The graph data consists of the following returned as a tuple from the get_graph_data method of the data manager.

title data type content
nodes dict(str, dict(str, Any)) All nodes to display in the kowledge graph. This includes frames, mosaics, clusters, inspections, ships and ship parts. Key of the dictionary is the id of the node in the neo4j database. The second dictionary contains all properties of the nodes that are in the neo4j database. They are displayed on the right side of the graph view when a node is selected.
in inspection List((str, str)) All in inspection relations in the nodes. The strings in the tuple correspond to the id in the neo4j database and also the keys in the nodes dictionary above.
similar to List((str, str)) All similar to relations between frames. Same format as above.
visually similar to List((str, str)) All visually similar to relations between the frames. Same format as above.
in mosaic List((str, str)) All in mosaic relations between frames and mosaics in the data.

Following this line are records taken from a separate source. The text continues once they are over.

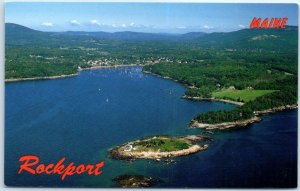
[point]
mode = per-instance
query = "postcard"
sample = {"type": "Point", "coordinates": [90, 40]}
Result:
{"type": "Point", "coordinates": [156, 95]}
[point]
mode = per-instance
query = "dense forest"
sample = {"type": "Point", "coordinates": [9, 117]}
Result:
{"type": "Point", "coordinates": [256, 59]}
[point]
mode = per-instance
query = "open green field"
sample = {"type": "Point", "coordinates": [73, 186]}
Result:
{"type": "Point", "coordinates": [240, 95]}
{"type": "Point", "coordinates": [164, 144]}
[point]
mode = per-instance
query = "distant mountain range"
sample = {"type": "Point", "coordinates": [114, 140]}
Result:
{"type": "Point", "coordinates": [245, 38]}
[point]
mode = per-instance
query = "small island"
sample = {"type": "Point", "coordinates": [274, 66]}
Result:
{"type": "Point", "coordinates": [158, 147]}
{"type": "Point", "coordinates": [135, 181]}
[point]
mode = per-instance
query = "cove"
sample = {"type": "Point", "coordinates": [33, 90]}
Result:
{"type": "Point", "coordinates": [82, 117]}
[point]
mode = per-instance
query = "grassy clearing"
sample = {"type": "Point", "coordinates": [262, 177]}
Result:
{"type": "Point", "coordinates": [240, 95]}
{"type": "Point", "coordinates": [161, 143]}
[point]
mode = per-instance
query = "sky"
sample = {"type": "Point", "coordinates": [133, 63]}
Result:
{"type": "Point", "coordinates": [144, 17]}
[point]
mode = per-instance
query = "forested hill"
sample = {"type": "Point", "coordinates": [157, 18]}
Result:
{"type": "Point", "coordinates": [272, 39]}
{"type": "Point", "coordinates": [32, 53]}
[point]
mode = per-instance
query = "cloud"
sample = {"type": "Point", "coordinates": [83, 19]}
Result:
{"type": "Point", "coordinates": [47, 24]}
{"type": "Point", "coordinates": [132, 24]}
{"type": "Point", "coordinates": [95, 22]}
{"type": "Point", "coordinates": [74, 23]}
{"type": "Point", "coordinates": [207, 27]}
{"type": "Point", "coordinates": [242, 26]}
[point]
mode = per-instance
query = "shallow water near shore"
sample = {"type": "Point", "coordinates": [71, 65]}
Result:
{"type": "Point", "coordinates": [80, 118]}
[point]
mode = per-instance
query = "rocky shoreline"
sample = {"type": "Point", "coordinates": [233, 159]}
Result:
{"type": "Point", "coordinates": [276, 109]}
{"type": "Point", "coordinates": [135, 181]}
{"type": "Point", "coordinates": [225, 125]}
{"type": "Point", "coordinates": [243, 123]}
{"type": "Point", "coordinates": [122, 153]}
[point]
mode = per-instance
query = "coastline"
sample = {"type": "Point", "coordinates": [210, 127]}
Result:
{"type": "Point", "coordinates": [243, 123]}
{"type": "Point", "coordinates": [214, 99]}
{"type": "Point", "coordinates": [225, 125]}
{"type": "Point", "coordinates": [121, 153]}
{"type": "Point", "coordinates": [41, 78]}
{"type": "Point", "coordinates": [67, 75]}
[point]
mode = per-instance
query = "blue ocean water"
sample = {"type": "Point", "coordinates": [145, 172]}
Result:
{"type": "Point", "coordinates": [80, 118]}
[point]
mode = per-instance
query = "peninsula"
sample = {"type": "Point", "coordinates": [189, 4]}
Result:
{"type": "Point", "coordinates": [158, 147]}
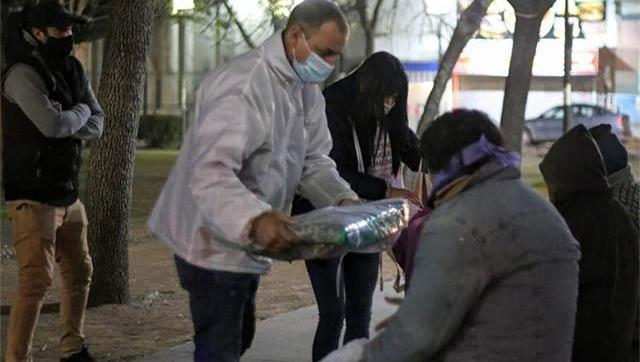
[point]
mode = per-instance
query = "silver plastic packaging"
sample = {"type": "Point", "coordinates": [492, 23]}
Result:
{"type": "Point", "coordinates": [332, 231]}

Same format as above.
in cluster List((str, str)) All in cluster relations between frames and clusters. Same format as above.
shows part List((str, str)) All shows part relations between frame nodes and classification nodes. Same format as above.
part of ship List((str, str)) All part of ship relations between part nodes and ship nodes. Same format as above.

Histogram data

The histogram data consists of the following returned as a tuple from the get_histogram_data method of the data manager. The data type is a list for all five tuple entries containing all the data points. The assignment to bins can then be done dynamically by the plotly dash framework.

title content
quality histogram UCIQE values for all frames of the given filter options. However, the image quality filter option is ignored.
marine growth histogram marine growth percentage for all mosaics of the given filter options. Here the option if mosaics are displayed in the graph view or not is ignored.
depth histogram Depth values for all frames of the given filter options.
similarity histogram Distances of similarities between the frames. The similarity threshold in the filter options is ignored.
visual similarity histogram As above but for visual similarities.